Zie voor de procedure over het overtredingsbesluit, waarin ACM heeft vastgesteld dat de Mededingingswet (Wet Markt & Overheid) is overtreden omdat het college van burgemeester en wethouders bij de verhuur van een sportcentrum niet de integrale kosten heeft doorberekend: ECLI:NL:CBB:2022:507.

Uitspraak

uitspraak

zaaknummers: 21/397 en 21/860

(gemachtigde: mr. S. van der Heul),

tegen de uitspraak van de rechtbank Rotterdam van 2 februari 2021, kenmerk ROT 19/5686, in het geding tussen

(gemachtigde: mr. T. van der Meeren), enappellant.

Procesverloop in hoger beroep

Appellant heeft hoger beroep ingesteld tegen de uitspraak van de rechtbank Rotterdam (rechtbank) van 2 februari 2021 (ECLI:NL:RBROT:2021:721) (aangevallen uitspraak). Dit hoger beroep is geregistreerd onder zaaknummer 21/397.

[naam 2] heeft – naar ter zitting is verduidelijkt: voorwaardelijk – incidenteel hoger beroep ingesteld tegen de aangevallen uitspraak.
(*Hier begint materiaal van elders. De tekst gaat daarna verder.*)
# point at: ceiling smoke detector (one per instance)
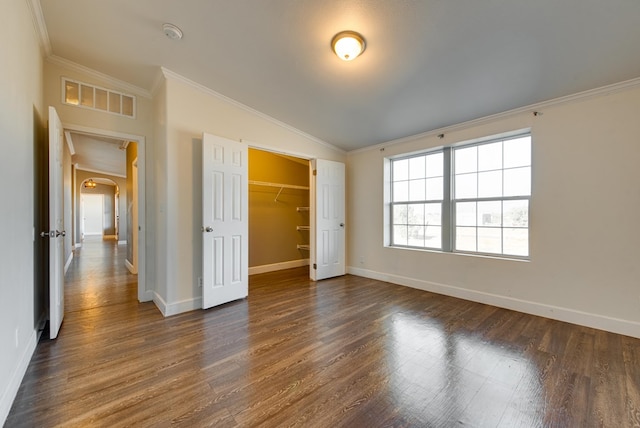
(171, 31)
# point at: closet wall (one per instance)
(278, 236)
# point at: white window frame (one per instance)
(448, 222)
(109, 94)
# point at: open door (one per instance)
(328, 218)
(225, 229)
(56, 231)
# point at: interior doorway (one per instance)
(139, 142)
(279, 211)
(92, 215)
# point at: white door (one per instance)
(56, 226)
(328, 218)
(225, 229)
Dit incidenteel hoger beroep is geregistreerd onder zaaknummer 21/860.

[naam 2] heeft een reactie op het hogerberoepschrift van appellant ingediend.

De Autoriteit Consument & Markt (ACM) heeft in het hoger beroep schriftelijke inlichtingen verstrekt en is ook in de gelegenheid gesteld ter zitting inlichtingen te verstrekken. Verder heeft [naam 3] ( [naam 3] ) het College verzocht hem deel te laten nemen aan de procedure. Het College heeft [naam 3] voorlopig als derde-belanghebbende toegelaten. [naam 3] heeft vervolgens in het hoger beroep schriftelijke opmerkingen ingediend.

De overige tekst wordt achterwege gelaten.